Das Weiße Kaninchen, der Märzhase, die Grinsekatze, Humpty Dumpty oder die Herzkönigin gehören zum kollektiven Bildgedächtnis und existieren in zahllosen Illustrationen, Filmen, Cartoons und digitalen Bildern weiter. Gerade diese kulturelle Wanderschaft interessiert mich.
In meinen Collagen werden sie erneut aus ihren Zusammenhängen herausgelöst. Die Grinsekatze kann sich in eine beinahe abstrakte Maske verwandeln, das Weiße Kaninchen vor einer barocken Bildwelt erscheinen, Humpty Dumpty zum grotesken Zeitgenossen werden. Die Figuren besitzen keine endgültige Gestalt mehr. Sie sind wandernde Zeichen, die ihre Geschichte mitbringen und zugleich neue Bedeutungen annehmen.
Besonders die Grinsekatze erscheint mir dafür geradezu emblematisch. Bei Carroll kann die Katze verschwinden, während ihr Grinsen zurückbleibt. Das Zeichen überlebt gewissermaßen seinen Träger. Das Lächeln wird selbständig – das emotionale Fragment wirkt mehr als die ganze Figur, ja, es wird symtomatisch.
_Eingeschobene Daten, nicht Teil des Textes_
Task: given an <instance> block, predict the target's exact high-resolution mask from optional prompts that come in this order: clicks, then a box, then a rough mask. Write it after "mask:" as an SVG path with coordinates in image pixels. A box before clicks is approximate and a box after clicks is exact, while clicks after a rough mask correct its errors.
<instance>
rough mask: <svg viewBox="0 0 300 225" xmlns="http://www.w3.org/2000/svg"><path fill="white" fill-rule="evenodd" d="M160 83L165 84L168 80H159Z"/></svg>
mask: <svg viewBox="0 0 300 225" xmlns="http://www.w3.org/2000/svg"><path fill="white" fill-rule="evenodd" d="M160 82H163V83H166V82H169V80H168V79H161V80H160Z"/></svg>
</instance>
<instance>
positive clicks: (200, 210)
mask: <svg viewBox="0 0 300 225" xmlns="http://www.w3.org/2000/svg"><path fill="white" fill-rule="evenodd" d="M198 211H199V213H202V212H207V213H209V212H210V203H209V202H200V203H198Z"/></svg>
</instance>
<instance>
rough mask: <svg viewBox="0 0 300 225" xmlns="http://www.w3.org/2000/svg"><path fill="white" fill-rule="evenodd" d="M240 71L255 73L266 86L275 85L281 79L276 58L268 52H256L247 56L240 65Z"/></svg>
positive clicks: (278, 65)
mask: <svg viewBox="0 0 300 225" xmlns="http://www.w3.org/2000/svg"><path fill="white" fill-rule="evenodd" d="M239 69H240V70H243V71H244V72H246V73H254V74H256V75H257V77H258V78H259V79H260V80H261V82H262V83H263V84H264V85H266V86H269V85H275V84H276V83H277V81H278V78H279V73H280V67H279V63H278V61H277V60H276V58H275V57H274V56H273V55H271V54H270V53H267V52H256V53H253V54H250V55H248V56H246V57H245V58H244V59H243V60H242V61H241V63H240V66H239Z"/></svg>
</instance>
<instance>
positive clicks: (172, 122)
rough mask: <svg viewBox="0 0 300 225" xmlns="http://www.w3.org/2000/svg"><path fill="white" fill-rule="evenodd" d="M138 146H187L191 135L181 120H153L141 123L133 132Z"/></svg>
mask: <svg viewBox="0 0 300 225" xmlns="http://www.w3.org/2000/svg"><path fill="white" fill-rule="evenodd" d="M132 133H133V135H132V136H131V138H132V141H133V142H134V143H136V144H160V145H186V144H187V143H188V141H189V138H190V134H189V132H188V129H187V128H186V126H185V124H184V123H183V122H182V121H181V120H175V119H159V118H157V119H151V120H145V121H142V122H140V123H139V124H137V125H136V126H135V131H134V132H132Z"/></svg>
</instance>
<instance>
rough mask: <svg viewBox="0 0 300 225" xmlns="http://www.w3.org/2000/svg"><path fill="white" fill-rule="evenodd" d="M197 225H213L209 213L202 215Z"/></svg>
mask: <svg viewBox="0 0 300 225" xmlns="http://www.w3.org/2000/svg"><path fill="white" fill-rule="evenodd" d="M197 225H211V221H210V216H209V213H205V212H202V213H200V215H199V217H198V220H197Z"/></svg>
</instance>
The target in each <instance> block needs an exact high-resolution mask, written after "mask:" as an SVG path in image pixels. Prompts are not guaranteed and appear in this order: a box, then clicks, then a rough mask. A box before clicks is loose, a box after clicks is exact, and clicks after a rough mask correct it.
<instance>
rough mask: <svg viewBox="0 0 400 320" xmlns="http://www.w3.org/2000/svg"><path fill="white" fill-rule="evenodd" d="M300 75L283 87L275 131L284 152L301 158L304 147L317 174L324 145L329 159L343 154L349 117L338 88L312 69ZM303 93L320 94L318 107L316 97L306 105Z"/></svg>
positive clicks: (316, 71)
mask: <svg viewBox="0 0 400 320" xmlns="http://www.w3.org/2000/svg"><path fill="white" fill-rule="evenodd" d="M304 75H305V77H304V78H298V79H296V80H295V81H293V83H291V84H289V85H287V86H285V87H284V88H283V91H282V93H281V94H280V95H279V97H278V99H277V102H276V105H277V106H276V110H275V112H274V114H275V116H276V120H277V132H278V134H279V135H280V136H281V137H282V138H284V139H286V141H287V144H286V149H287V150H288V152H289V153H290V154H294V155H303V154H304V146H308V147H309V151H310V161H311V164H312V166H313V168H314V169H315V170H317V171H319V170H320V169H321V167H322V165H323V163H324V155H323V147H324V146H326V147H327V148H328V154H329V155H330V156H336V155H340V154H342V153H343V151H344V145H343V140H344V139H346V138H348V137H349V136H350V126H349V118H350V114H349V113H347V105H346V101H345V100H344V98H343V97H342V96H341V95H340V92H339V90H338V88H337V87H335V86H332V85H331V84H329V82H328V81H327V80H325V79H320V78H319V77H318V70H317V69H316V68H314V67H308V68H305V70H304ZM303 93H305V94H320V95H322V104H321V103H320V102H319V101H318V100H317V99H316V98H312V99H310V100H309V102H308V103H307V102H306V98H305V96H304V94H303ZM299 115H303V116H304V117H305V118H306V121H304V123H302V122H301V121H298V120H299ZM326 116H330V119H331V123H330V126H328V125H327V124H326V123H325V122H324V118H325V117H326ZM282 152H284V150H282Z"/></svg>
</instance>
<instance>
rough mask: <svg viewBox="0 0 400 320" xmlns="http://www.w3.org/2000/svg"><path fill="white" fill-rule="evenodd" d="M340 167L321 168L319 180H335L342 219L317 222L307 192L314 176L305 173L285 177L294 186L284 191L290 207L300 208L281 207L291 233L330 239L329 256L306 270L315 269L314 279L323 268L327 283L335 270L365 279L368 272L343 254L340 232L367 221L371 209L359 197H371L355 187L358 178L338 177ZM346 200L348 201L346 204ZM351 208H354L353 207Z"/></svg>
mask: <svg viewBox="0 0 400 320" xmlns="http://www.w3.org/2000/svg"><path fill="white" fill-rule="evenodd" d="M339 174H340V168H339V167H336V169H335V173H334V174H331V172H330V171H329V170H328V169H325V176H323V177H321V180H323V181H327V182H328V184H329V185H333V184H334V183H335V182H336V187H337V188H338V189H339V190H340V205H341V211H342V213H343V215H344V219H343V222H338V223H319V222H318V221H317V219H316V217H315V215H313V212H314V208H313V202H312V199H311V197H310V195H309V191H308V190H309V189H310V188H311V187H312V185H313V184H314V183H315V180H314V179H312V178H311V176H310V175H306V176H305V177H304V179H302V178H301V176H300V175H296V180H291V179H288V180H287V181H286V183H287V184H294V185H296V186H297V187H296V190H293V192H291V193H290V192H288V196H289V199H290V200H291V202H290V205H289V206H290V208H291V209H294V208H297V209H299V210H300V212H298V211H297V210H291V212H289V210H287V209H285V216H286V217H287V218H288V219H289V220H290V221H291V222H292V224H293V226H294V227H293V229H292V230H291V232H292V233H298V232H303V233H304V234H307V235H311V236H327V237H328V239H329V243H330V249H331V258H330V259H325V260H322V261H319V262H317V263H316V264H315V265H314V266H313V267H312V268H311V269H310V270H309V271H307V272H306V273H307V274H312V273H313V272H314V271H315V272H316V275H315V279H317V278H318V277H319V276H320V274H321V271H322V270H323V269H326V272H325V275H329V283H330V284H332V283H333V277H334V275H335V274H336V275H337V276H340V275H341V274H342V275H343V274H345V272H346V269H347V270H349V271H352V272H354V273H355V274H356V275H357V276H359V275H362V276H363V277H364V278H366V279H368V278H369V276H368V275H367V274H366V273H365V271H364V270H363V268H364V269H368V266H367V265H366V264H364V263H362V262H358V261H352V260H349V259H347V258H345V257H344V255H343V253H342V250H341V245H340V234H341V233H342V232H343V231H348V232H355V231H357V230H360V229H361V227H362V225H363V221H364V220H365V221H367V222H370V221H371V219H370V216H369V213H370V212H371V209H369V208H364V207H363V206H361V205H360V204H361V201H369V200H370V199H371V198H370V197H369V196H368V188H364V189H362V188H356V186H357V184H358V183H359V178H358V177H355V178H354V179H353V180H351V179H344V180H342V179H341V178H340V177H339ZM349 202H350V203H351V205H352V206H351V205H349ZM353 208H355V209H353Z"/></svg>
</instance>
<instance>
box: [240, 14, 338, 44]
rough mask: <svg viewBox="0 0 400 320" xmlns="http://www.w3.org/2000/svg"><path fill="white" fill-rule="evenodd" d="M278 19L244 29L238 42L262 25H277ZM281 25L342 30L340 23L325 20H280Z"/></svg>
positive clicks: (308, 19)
Jedes Fragment besitzt eine Vorgeschichte, aber keine seiner Bedeutungen bleibt nach der Montage unangetastet. Ein "Zitat" bleibt erkennbar und wird zugleich Teil einer anderen Bildwirklichkeit. Ein Cartoon kann neben einem barocken Gemälde stehen, eine Zeichnung neben einer abstrakten Farbspur. Die Bilder bringen sich gegenseitig in Bewegung.